Fast forward a few months and our new office became something of a distant memory for us all, as we were forced to start working remotely and find ways to navigate this new world in order to maintain our services that are depended upon by so many people in our region.
However, while the move to homeworking put on hold some of our plans around maximising our new office space I’m proud to say we didn’t come to a standstill and we’ve been able to push ahead with our aims for the organisation, and much of this is thanks to some changes we made earlier on in the 2019/2020 financial year that put us in a great position to respond to the challenges the pandemic brought our way.
Restructuring our Board and leadership team is just one of the ways we’ve developed Your Voice Counts and we were delighted to welcome Christina Gates as Co-Chair of our Board to work alongside our long-standing Co-Chair Lisa Kelly. Christina has a wealth of experience helping to guide and grow organisations to achieve their full potential and is determined to ensure that the people we support are at the centre of our leadership. To help with this, we created a new Board support role dedicated to exploring innovative ways of making our Board meetings accessible for people with learning disabilities and our other beneficiaries.

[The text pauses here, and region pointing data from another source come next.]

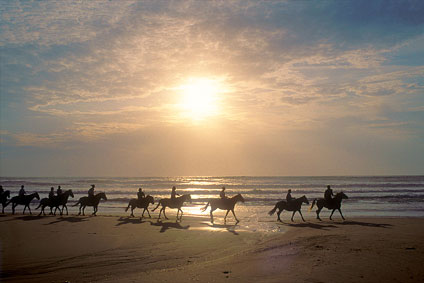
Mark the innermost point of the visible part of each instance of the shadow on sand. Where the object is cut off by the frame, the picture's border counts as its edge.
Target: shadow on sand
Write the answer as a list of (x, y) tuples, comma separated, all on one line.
[(365, 224), (129, 220), (167, 225), (309, 225), (229, 228), (25, 218), (70, 219)]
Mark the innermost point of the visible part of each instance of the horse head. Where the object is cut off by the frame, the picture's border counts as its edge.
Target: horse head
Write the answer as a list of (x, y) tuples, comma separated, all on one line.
[(343, 195), (304, 199), (70, 193), (239, 197), (102, 196), (150, 199)]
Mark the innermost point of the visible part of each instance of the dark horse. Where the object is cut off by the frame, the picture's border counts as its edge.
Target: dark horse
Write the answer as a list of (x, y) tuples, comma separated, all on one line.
[(142, 203), (3, 199), (294, 205), (176, 203), (56, 202), (224, 204), (336, 203), (85, 201), (23, 200)]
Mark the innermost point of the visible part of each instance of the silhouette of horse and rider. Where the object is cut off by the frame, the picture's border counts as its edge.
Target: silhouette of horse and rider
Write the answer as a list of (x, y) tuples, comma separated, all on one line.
[(141, 201), (329, 202), (91, 200), (173, 202), (224, 203)]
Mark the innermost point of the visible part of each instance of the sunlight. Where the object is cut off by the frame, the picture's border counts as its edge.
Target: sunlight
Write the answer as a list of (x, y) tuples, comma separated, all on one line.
[(200, 98)]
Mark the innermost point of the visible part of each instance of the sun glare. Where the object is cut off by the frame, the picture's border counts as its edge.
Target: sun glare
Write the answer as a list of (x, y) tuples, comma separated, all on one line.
[(200, 98)]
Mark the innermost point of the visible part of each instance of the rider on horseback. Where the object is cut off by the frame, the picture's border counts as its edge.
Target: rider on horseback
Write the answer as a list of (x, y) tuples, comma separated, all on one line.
[(22, 191), (91, 194), (59, 191), (328, 195), (51, 194), (140, 194), (174, 193)]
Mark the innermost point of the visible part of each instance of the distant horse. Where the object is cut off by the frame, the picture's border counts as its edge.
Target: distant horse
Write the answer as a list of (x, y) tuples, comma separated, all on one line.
[(294, 205), (224, 204), (85, 201), (175, 203), (336, 203), (63, 200), (142, 203), (56, 202), (23, 200), (3, 199)]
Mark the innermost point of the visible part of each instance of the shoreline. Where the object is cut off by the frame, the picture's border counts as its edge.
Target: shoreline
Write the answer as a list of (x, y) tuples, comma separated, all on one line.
[(123, 249)]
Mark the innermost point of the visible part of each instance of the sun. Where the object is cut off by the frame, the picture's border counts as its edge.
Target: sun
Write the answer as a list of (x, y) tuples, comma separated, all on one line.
[(200, 98)]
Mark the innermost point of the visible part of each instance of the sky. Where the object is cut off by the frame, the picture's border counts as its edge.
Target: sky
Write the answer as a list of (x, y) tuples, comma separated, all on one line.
[(211, 88)]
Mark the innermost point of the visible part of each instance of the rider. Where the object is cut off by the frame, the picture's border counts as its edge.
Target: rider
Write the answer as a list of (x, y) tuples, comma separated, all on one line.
[(91, 193), (51, 194), (59, 191), (174, 193), (328, 195), (22, 191), (222, 193), (140, 194), (289, 198)]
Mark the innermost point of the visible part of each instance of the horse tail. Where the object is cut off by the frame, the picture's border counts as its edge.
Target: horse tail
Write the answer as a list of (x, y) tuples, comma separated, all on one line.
[(159, 202), (206, 206), (312, 205), (272, 211)]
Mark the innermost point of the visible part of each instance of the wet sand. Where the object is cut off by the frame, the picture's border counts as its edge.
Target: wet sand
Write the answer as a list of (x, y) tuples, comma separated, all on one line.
[(122, 249)]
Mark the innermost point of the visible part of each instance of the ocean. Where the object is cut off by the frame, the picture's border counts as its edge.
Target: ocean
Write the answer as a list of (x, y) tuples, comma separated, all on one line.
[(388, 196)]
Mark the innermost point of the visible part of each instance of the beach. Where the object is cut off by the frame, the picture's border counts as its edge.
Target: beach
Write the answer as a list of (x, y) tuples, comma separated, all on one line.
[(122, 249)]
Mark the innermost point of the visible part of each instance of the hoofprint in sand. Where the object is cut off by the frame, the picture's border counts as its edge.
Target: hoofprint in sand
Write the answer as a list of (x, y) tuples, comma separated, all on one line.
[(123, 249)]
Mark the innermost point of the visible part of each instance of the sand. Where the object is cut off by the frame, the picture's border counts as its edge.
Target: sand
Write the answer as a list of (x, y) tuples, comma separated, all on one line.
[(122, 249)]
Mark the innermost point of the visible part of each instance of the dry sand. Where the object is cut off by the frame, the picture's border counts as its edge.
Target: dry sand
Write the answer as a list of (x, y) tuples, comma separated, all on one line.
[(121, 249)]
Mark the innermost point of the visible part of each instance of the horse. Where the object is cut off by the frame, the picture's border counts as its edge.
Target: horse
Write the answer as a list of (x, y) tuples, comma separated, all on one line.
[(336, 203), (224, 204), (56, 202), (173, 203), (294, 205), (3, 199), (23, 200), (142, 203), (63, 200), (85, 201)]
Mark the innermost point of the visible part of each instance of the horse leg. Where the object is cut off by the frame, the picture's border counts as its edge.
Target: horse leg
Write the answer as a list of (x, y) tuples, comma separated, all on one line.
[(181, 215), (237, 221), (278, 214), (294, 212), (318, 211), (300, 212), (212, 215), (332, 213), (132, 212), (341, 213), (225, 218)]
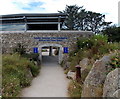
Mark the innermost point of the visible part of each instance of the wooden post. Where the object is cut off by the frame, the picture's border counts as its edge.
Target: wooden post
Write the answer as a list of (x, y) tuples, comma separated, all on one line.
[(78, 73), (59, 23), (50, 51)]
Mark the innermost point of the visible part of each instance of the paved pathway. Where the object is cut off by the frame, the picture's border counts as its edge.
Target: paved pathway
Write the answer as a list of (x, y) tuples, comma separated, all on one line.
[(51, 82)]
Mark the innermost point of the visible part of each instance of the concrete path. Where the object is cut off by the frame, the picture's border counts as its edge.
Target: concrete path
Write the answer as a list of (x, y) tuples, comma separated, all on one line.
[(51, 82)]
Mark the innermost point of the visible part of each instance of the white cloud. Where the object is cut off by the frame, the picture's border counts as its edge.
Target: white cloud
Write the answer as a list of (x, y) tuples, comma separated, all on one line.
[(107, 7)]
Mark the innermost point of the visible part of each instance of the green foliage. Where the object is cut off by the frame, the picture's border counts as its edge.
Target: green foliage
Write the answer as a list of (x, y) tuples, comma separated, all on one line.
[(115, 61), (33, 56), (80, 19), (19, 49), (74, 89), (113, 33), (16, 74), (94, 47)]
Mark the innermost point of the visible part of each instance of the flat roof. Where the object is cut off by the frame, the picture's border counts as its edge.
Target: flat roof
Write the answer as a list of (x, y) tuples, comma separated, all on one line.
[(33, 17)]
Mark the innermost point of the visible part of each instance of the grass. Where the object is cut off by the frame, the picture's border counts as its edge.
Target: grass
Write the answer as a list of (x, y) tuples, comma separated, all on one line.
[(74, 89), (16, 74), (92, 48)]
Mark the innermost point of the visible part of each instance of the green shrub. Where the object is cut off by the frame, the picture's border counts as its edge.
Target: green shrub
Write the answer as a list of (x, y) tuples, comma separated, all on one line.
[(115, 61), (74, 89), (19, 49)]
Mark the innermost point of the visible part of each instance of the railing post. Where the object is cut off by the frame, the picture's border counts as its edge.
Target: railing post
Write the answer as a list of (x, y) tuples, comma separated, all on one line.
[(78, 73)]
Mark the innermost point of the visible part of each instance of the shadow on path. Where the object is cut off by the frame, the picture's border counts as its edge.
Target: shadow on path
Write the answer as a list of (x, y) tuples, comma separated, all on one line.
[(51, 82)]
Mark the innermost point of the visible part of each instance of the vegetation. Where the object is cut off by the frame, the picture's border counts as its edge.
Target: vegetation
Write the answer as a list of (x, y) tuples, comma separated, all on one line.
[(80, 19), (115, 61), (113, 33), (18, 70), (74, 89), (92, 48)]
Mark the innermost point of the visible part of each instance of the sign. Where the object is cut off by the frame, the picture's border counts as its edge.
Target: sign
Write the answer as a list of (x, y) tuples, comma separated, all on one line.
[(35, 50), (65, 49)]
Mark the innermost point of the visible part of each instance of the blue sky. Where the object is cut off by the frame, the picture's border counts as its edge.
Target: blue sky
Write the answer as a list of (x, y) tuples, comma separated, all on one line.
[(107, 7)]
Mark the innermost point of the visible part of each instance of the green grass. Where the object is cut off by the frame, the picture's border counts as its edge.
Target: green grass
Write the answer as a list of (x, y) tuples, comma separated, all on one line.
[(16, 74), (74, 89)]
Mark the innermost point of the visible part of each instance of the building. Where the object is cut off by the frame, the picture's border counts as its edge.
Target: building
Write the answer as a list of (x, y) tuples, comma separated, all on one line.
[(26, 22)]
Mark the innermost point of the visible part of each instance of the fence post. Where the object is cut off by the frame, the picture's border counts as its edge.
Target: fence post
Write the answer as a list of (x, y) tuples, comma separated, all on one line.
[(78, 73)]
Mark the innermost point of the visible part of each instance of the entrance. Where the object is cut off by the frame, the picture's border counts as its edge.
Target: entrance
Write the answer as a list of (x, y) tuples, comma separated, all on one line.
[(50, 49)]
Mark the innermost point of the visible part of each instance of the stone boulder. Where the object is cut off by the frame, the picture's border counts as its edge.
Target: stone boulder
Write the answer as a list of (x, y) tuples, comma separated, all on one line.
[(71, 75), (94, 81), (84, 63), (112, 84)]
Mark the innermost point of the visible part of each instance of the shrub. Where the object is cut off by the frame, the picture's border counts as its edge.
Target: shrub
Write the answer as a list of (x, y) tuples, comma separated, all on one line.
[(15, 74), (74, 89), (115, 61), (19, 49)]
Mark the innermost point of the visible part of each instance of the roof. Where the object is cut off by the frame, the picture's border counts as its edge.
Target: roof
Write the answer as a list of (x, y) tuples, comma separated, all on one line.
[(33, 17)]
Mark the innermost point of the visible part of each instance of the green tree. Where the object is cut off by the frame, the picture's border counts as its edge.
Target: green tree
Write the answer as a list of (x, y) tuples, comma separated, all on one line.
[(113, 33), (80, 19), (72, 16)]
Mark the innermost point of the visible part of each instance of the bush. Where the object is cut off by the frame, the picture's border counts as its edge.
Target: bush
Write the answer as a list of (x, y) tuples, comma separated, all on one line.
[(20, 49), (115, 61), (15, 74), (74, 89)]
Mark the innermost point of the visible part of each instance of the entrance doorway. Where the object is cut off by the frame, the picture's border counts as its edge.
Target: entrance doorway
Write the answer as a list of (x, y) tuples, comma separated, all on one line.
[(51, 50)]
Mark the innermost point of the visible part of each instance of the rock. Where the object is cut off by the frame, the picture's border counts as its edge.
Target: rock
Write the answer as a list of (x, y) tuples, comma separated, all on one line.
[(117, 94), (66, 65), (94, 81), (84, 63), (71, 75), (112, 83)]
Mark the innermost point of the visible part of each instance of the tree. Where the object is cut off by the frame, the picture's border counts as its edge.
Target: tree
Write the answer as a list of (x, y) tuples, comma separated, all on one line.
[(113, 33), (80, 19), (72, 16)]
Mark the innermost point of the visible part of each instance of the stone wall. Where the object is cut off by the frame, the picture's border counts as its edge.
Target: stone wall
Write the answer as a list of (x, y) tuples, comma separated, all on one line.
[(10, 39)]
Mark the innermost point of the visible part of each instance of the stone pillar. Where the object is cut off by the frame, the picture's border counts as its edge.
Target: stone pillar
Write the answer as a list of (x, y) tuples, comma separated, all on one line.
[(59, 23), (40, 54), (50, 51), (78, 73), (25, 27), (60, 57), (58, 26)]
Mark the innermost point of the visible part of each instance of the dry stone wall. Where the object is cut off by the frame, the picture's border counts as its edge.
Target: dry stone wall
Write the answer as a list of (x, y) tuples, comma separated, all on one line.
[(32, 39)]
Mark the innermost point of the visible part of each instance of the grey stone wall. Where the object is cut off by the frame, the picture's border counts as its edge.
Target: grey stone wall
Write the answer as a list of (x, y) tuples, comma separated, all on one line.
[(10, 39)]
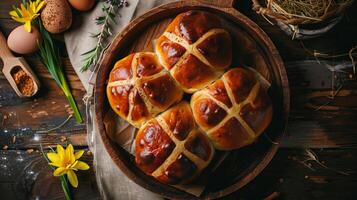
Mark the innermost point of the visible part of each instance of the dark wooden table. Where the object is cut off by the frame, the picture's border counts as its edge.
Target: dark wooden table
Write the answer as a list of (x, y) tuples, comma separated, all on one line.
[(317, 159)]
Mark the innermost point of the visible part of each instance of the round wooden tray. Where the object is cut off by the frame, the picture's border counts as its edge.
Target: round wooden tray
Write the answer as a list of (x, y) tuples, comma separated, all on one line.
[(251, 47)]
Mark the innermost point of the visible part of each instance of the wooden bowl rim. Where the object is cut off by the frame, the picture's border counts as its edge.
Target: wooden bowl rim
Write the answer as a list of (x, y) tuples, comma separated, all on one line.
[(275, 60)]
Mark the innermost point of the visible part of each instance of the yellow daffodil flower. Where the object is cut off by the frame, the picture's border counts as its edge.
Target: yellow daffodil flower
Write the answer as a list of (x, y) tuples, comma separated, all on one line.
[(67, 162), (26, 14)]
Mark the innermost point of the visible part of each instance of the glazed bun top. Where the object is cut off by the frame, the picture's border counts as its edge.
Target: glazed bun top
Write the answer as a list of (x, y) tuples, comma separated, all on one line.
[(139, 88), (195, 48)]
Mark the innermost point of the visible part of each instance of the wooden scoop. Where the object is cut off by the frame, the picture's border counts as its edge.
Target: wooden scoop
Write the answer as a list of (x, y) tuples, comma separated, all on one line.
[(12, 63)]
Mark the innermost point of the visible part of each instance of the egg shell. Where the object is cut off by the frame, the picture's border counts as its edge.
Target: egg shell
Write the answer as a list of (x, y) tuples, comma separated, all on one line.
[(23, 42), (56, 16), (82, 5)]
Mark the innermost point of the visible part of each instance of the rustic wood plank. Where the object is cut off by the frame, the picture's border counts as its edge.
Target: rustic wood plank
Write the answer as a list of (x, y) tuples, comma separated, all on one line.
[(286, 178), (286, 175)]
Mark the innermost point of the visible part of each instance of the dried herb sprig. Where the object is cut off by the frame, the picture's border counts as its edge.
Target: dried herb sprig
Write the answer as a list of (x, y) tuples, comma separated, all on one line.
[(109, 9)]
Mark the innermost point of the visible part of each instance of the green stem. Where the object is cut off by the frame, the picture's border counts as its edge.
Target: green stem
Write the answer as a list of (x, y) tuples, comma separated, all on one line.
[(71, 100), (64, 184)]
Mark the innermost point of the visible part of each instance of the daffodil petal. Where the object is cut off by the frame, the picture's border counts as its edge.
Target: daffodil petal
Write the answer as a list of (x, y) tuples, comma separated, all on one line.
[(59, 171), (21, 20), (60, 149), (70, 153), (53, 157), (39, 6), (81, 165), (13, 14), (55, 164), (72, 177), (28, 26), (78, 154)]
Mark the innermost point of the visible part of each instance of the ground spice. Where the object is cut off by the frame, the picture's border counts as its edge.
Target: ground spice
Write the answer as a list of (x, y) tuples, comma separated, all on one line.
[(23, 81)]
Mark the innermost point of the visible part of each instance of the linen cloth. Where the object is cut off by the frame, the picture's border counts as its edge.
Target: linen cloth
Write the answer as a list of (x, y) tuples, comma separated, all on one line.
[(112, 183)]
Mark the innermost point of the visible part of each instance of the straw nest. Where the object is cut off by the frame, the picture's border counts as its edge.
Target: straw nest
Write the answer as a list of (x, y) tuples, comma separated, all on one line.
[(296, 12)]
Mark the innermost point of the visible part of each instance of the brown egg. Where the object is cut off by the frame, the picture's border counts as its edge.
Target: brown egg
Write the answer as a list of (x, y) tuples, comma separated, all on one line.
[(56, 16), (23, 42), (82, 5)]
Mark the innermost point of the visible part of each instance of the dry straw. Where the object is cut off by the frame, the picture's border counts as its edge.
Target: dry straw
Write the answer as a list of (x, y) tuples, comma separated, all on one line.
[(296, 12)]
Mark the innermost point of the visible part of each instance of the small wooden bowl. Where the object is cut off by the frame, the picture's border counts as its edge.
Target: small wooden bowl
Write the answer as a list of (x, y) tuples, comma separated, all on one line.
[(252, 47)]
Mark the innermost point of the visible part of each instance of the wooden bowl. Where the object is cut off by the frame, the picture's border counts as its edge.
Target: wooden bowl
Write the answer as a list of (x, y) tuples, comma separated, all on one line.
[(252, 47)]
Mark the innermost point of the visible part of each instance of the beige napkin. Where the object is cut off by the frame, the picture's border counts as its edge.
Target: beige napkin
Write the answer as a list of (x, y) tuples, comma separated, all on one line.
[(112, 183)]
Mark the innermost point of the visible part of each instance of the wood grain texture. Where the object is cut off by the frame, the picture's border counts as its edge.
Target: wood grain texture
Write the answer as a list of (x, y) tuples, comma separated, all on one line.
[(31, 178)]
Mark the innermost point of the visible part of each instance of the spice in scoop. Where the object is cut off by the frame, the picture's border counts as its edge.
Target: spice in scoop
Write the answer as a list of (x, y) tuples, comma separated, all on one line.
[(23, 81)]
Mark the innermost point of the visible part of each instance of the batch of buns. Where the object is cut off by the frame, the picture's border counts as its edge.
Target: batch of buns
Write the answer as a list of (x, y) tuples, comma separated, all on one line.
[(228, 109)]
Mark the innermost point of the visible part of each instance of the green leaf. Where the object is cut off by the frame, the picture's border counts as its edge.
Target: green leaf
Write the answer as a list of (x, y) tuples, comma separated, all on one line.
[(50, 57)]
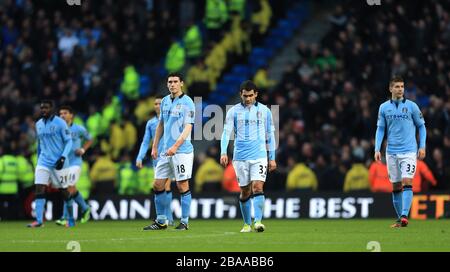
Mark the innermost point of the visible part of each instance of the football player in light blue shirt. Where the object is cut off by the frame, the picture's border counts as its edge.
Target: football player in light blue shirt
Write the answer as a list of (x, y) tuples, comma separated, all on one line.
[(149, 135), (54, 145), (175, 125), (78, 134), (400, 118), (253, 129)]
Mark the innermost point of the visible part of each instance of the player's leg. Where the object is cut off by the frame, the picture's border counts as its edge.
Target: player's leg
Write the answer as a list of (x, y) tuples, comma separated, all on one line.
[(408, 169), (246, 205), (84, 207), (68, 201), (186, 197), (75, 172), (169, 214), (62, 179), (63, 220), (162, 173), (41, 181), (395, 178), (242, 173), (258, 172), (182, 169)]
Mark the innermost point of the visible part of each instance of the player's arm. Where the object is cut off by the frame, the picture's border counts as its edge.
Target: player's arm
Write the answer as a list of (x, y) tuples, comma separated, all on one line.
[(67, 138), (183, 136), (379, 135), (189, 119), (144, 145), (227, 130), (87, 143), (270, 141), (419, 122), (158, 132)]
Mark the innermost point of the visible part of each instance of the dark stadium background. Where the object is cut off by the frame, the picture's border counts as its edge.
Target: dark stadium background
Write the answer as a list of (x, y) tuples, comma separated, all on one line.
[(326, 64)]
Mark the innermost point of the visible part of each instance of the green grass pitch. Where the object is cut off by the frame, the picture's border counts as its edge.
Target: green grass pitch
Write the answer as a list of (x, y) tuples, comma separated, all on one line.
[(223, 235)]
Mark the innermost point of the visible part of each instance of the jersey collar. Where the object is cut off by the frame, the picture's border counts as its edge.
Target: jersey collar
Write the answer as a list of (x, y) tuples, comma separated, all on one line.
[(256, 104), (173, 98), (403, 100), (50, 118)]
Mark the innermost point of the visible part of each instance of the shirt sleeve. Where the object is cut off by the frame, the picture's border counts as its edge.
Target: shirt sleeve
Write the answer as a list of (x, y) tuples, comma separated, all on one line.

Listening to the voices of lived experience and putting the people who use our services at the heart of our governance is a priority for us and undoubtedly helped us to ensure our Covid-19 response took into account the specific needs of our different customer groups. For example, our face to face work and the relationships we build with our clients who have learning disabilities or autism has always been one of our strengths but earlier on in the year we spent some time looking at the structure of our organisation and realised we wanted this work to be more joined up. To do this, we brought together our Help First and Group Work activity into one programme which we now call Communities and created a new role on our leadership team to drive this service forward. This groundwork proved to be invaluable when the pandemic began and the team was able to mobilise an entirely new offer to support our clients in line with lockdown restrictions at the time they needed us most.
Our close working relationships with our partners, funders and commissioners has also been key to our Covid response, enabling us to adapt and innovate and, while there’s no doubt there will be many more difficult times to come, I’m confident that the organisational changes we’ve made and the partnerships we have will stand us in good stead to meet any challenges head on. The support we provide is needed now more than ever before, but our fantastic teams have already demonstrated the difference they can make when our clients need their support and I couldn’t be prouder of them.